Missed Hundredfold Returns: Reflections on VC Investors' Investment Decisions

CN
27 days ago

Over the weekend, I read an article on PANews titled "As a VC, How I Missed the 100x Investment Opportunity in Virtuals Protocol" (link attached at the end), which reminded me of my recent thoughts on missing out on Pudgy Penguins. I’d like to summarize some ideas and share them with everyone.

In the PANews article, the author details the entire interaction process with the Virtuals team. In my view, the following key events are noteworthy in this interaction:

First: "The founding team first contacted me in July (during ETHCC), when their fully diluted valuation (FDV) was only $50 million. Prior to this, I had actually heard about the project through mutual friends in the first quarter, when their valuation was even lower."

Second: "I heard from some friends in the crypto space about their rebranding from the PathDAO era and their theories on the tokenization of AI agents. Despite experiencing a bear market and not having a major centralized exchange (CEX) listing, their perseverance in continuing to push the project forward is commendable. Many other founders might have chosen to return funds or abandon the project, but the Virtuals team persisted and returned to the market with a stronger stance."

Third: "Earlier this year, we saw many projects combining crypto and AI attempting to achieve decentralized computing or reasoning. Frankly, many of these projects are just talk."

Fourth: "GOAT sparked a craze around AI agent tokens because it made the market start to imagine the possibilities when AI agents could interact with some form of currency."

"Realizing this opportunity, the Virtuals team acted quickly to demonstrate their technical strength. Their tokenized AI agent LUNA launched on October 16, just a week after GOAT's release."

When the first event occurred, the track where the project was located did not seem promising, or even if there was potential, the uncertainty about the future was still quite large.

Simply having a low valuation is not an advantage.

Therefore, if one is conservative, not investing in this project is not a loss. If it were me, I wouldn’t invest either.

This reminds me of the Tesla case.

A tech investor I greatly admire once said: he only started to bet boldly on Tesla after the Shanghai factory successfully achieved scalable mass production. If Tesla couldn’t reach this point, it could fail at any time. Only after reaching this point could miracles potentially happen.

I strongly agree with this viewpoint; I believe investing in crypto projects is similar. If a track has too much uncertainty and could die at any moment, the risk of betting at that time is still too high.

When the second event occurred, investors could clearly ascertain one thing: the founders of this team are reliable and trustworthy. From the perspective of investing in people, this project passed that test.

But that’s all there is to it; just because the people are reliable doesn’t mean the project will succeed. The success of the project also requires execution, strategy, and various other factors. These elements need to be tested by the market, and at that time, it still couldn’t be seen.

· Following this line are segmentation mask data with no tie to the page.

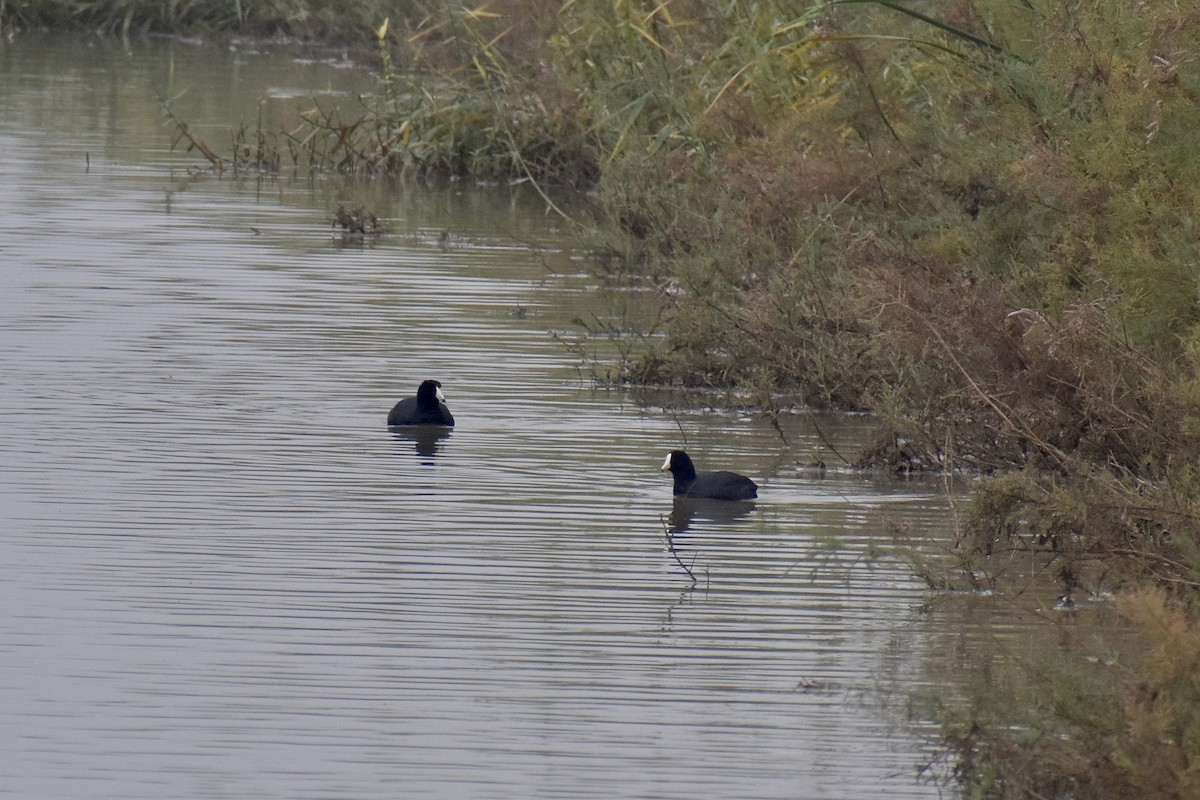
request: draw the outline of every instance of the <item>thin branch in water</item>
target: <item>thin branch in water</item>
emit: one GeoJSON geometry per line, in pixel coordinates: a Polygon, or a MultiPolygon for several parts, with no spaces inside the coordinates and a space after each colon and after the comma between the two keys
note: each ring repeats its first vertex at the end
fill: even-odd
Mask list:
{"type": "Polygon", "coordinates": [[[667,524],[667,518],[662,514],[658,515],[658,521],[663,527],[663,538],[667,541],[667,552],[675,559],[675,563],[679,565],[689,578],[692,580],[692,588],[696,586],[696,574],[692,572],[691,566],[683,563],[683,559],[679,557],[679,551],[675,549],[675,535],[671,533],[671,526],[667,524]]]}
{"type": "Polygon", "coordinates": [[[842,452],[833,446],[833,442],[829,441],[829,437],[825,435],[825,431],[821,430],[821,426],[817,423],[817,417],[815,414],[809,418],[809,421],[812,422],[813,430],[817,432],[817,438],[821,440],[821,444],[828,447],[829,451],[840,458],[842,463],[844,463],[846,466],[853,466],[850,459],[842,455],[842,452]]]}
{"type": "Polygon", "coordinates": [[[679,415],[675,413],[675,409],[673,408],[666,408],[664,410],[671,415],[671,419],[675,420],[675,427],[679,428],[679,438],[683,440],[683,449],[686,450],[688,448],[687,431],[683,429],[683,423],[679,421],[679,415]]]}
{"type": "Polygon", "coordinates": [[[163,115],[171,121],[171,124],[175,128],[175,137],[171,141],[171,149],[174,149],[175,145],[179,144],[179,142],[187,141],[187,152],[198,150],[201,155],[208,159],[208,162],[212,164],[212,168],[216,170],[218,175],[224,172],[225,165],[221,157],[214,153],[203,140],[197,136],[193,136],[192,132],[188,130],[187,123],[180,119],[174,109],[171,108],[171,99],[173,98],[163,95],[157,86],[154,87],[154,95],[158,98],[159,105],[162,106],[163,115]]]}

So at this point, if it were me, I still wouldn’t invest, but I would keep an eye on the project’s development. Once I feel that their subsequent operations, strategies, and policies align with my expectations, I would be ready to enter at any time.

Regarding the third event, my feelings are exactly the same as this investor’s; I am not optimistic about the vast majority of early AI + Crypto projects and believe they are just pseudo-demand riding the wave.

I think the most important event is the fourth one.

If investors, after the emergence of Goat, believe that AI agents will have significant development space and see that Virtuals’ model of using crypto assets to help finance AI agents and support their development is feasible, then it’s really time to boldly enter.

Because at this point, investors have confirmed: the team is reliable, the direction is correct, and the strategy is right, so the remaining risks should be worth taking.

Therefore, as long as one can boldly enter at this step, I believe it does not count as missing an opportunity.

Although the returns are much smaller compared to entering at the first event, the risks at this point are also significantly lower. For investors with a slightly larger capital volume, I believe entering at this step is the most appropriate.